Bullock also announced two more directives. The first waives the requirement that county and local governments institute a two-mill emergency levee to gain access to new funding from the federal CARES Act.

“It’s a simple fix that makes sense,” he said. “… They (county and local governments) shouldn’t be forced to levee additional taxes on Montanans to access emergency funding passed by Congress.”

The second directive provides the necessary clarification that allows all first responders to be notified before they come into contact with someone who has tested positive for COVID-19.

Bullock said Montanans need to continue thinking about the safety of their neighbors for as long as the pandemic persists.

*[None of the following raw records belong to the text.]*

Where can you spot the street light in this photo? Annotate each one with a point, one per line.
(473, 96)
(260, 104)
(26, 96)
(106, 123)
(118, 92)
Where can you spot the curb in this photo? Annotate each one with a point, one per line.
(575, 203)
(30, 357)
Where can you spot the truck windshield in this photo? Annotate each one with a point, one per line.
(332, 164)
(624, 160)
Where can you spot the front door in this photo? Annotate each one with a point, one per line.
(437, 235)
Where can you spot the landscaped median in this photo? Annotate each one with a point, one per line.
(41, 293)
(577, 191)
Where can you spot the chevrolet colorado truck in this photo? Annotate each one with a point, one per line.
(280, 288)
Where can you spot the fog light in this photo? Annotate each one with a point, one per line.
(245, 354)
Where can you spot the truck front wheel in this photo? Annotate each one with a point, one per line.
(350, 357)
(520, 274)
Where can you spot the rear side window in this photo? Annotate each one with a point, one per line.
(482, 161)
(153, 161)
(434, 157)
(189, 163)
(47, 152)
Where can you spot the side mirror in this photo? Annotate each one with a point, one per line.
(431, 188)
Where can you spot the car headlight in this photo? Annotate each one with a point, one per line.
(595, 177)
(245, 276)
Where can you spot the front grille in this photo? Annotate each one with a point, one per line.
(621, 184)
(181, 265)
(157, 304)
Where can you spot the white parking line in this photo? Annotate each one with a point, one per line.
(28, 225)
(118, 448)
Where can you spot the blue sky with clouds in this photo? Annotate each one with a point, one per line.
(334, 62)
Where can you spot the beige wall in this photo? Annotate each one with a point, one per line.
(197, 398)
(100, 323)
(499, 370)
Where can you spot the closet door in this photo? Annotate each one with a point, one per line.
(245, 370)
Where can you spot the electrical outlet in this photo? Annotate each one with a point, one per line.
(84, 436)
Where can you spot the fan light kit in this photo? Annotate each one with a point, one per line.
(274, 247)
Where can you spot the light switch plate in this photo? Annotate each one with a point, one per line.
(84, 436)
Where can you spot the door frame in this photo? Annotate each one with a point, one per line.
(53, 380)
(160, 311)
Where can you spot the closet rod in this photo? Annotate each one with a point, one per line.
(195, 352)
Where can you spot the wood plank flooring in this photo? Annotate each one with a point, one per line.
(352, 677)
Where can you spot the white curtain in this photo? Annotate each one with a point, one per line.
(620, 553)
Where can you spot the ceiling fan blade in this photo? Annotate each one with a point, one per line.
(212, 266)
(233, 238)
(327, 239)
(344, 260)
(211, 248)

“I am daily reminded that we are in this together, and we’ll get through it together,” he said.

Bullock was asked about the possibility of a statewide curfew.

He said he believe Montanans, by and large, are taking the situation seriously enough that such a curfew is unnecessary and is not under consideration.

In response to a question about whether law enforcement throughout the state should be enforcing restrictions on social gatherings that violate CDC guidelines on social distancing, Bullock said, he would prefer if local authorities didn’t have to get involved.

“What I would recommend is Montanans not allow it to get to a point where local law enforcement would have to intervene,” he said.

Bullock turned a question about how COVID-19 was affecting reservations in Montana over the State Medical Officer Gregory Holzman.

“There have been no cases associated directly with the tribal reservations at this time,” Holzman said, though he added that 3.5 percent of people who tested positive COVID-19 cases were Native American.